How familiar to us are the names of the months, and the days of the week, and yet how few of us know to whom we owe these names or what a wealth of meaning they possess. They have come to us from the past, from the time when people worshiped many gods and explained the wonders of nature in their own simple way. But before listening to the stories which these names can tell us, we ought first of all to remind ourselves of the way in which our divisions of time came into being.

We all know that the earth turns round on its own axis, giving us periods of light and darkness, which we call day and night. The word " day", which comes from a very, very old word meaning "to shine", really means, of course, the time during which the earth is lit up by the sun, but it has also come to mean the time which the earth takes to revolve, as from sunrise to sunrise, sunset to sunset, midday to midday. The Greeks measured the day from sunset to sunset, the Romans from midnight to midnight, the Babylonians from sunrise to sunrise. The day, in this sense, became the first measurement of time.

The day, however, is a very short period, so another measurement was taken for a longer space of time, and this measurement was suggested by the changes in the moon. It was noticed that the moon altered in shape, beginning with the new moon, waxing to the full moon and then gradually waning. So the space of time from one new moon to the next--about 29-1/2 days--was called a moonth or month, afterwards known as the lunar month (lunar, from Latin; Luna = moon).
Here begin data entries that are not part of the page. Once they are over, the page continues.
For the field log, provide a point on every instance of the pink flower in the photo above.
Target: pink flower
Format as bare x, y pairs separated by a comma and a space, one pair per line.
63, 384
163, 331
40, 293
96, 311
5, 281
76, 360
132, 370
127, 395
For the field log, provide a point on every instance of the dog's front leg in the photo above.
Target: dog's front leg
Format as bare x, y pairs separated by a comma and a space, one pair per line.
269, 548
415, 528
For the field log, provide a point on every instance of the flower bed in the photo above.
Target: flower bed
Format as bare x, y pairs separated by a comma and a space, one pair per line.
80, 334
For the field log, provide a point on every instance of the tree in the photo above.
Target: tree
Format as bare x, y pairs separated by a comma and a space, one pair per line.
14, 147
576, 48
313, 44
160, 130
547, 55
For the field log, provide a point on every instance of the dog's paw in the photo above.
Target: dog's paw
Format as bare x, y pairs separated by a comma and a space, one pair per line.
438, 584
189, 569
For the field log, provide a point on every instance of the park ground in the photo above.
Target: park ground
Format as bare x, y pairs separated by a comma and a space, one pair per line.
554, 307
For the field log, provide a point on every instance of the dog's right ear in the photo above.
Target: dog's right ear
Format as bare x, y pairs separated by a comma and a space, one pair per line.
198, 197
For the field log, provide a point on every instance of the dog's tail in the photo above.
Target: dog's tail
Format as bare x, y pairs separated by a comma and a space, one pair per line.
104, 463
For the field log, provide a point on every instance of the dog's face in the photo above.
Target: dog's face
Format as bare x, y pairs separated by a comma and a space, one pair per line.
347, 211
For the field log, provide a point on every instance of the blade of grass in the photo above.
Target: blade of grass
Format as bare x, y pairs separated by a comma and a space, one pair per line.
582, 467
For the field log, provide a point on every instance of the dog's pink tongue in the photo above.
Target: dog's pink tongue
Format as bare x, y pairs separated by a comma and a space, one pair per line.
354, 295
The next measurement of time, the year, was suggested by the seasons. People noticed that there was a period of heat and a period of cold, a time when the trees and plants put forth their buds, and a time when all Nature seemed to die, and these periods became known as the Seasons--Spring, the time when plants spring up; Summer, the mild or gentle season; Autumn, the season of increase, when the fruits of the earth are gathered in; Winter, the windy or cold season.